Seeds dispersed by wind, water and animals. Vegetative spread from stolons and rhizome fragments. Human-mediated dispersal through dumping of garden waste and movement of contaminated soil, machinery, clothing and equipment.

Forms dense mats, smothering native vegetation and suppressing seedling recruitment. Damages infrastructure and increases fire risk.

Site Management

Follow up treated areas 3 times per year. Encourage natural regeneration of native plants or replant treated areas where possible after 2-3 treatments to establish dense ground cover and minimise reinvasion.

Recommended approaches

Physical control

Method: For new planting areas cover with biodegradable permeable mulches such as cardboard and bark mulch or carpets, underlay or wool to subdue kikuyu while allowing plantings to establish.


Biocontrol is currently not available for this species.
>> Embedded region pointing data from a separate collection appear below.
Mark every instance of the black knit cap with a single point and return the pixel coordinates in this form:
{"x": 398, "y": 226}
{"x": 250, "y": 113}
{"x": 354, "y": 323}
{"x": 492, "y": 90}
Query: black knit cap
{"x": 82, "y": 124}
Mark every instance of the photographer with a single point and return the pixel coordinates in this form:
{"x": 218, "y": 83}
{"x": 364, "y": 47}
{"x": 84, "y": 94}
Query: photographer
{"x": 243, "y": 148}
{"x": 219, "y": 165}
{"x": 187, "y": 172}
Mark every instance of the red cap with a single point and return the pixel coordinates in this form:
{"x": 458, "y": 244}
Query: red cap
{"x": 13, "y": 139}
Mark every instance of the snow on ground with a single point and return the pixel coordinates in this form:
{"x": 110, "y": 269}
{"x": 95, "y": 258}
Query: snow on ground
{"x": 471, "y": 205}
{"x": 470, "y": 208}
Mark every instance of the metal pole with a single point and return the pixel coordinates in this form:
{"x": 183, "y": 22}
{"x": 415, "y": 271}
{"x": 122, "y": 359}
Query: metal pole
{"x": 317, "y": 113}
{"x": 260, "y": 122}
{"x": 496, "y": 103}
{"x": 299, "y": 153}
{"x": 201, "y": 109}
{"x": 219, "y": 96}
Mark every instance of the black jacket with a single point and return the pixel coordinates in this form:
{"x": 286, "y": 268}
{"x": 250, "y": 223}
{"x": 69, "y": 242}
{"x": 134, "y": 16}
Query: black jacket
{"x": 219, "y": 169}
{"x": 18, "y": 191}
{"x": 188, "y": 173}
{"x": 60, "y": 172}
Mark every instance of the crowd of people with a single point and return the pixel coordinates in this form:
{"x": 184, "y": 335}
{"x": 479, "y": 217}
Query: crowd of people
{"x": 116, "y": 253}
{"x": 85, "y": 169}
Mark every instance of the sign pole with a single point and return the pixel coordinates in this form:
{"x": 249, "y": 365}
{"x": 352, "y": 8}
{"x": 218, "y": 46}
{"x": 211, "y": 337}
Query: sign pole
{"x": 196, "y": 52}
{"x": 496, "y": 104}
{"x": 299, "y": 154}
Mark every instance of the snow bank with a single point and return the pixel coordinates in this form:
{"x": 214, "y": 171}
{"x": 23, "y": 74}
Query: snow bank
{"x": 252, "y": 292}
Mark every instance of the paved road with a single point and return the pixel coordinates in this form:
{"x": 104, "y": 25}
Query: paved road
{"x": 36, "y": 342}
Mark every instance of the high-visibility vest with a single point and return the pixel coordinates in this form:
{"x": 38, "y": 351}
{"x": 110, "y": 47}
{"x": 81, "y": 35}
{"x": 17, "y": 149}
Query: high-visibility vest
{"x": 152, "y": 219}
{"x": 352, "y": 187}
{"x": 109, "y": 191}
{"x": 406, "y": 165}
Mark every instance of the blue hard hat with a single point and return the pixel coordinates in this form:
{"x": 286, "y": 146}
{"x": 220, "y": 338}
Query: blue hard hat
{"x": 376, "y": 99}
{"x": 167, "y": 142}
Community agrichemical control recommendations

Basic Growsafe certified
Foliar spray with 100ml glyphosate green per 10L of water

Certified Handler/Experienced agrichemical user
Foliar spray with 100ml glyphosate green per 10L of water and 20ml penetrant
For infestations amongst desirable broadleaf species foliar spray with 150ml haloxyfop-P-methyl per 10L of water

CAUTION: When using any herbicide or pesticide please read the label thoroughly to ensure that all instructions and safety requirements are followed.

Similar species

buffalo grass
Stenotaphrum secundatum

Flowers more regularly than kikuyu. Seeds are held flat against a broad, compressed stem in a short spike

mercer grass
Paspalum distichum

Mercer grass is nearly glabrous and more gracile than kikuyu. Its sheath has a distinctive reddish purple tinge and its ligule is membranous and white.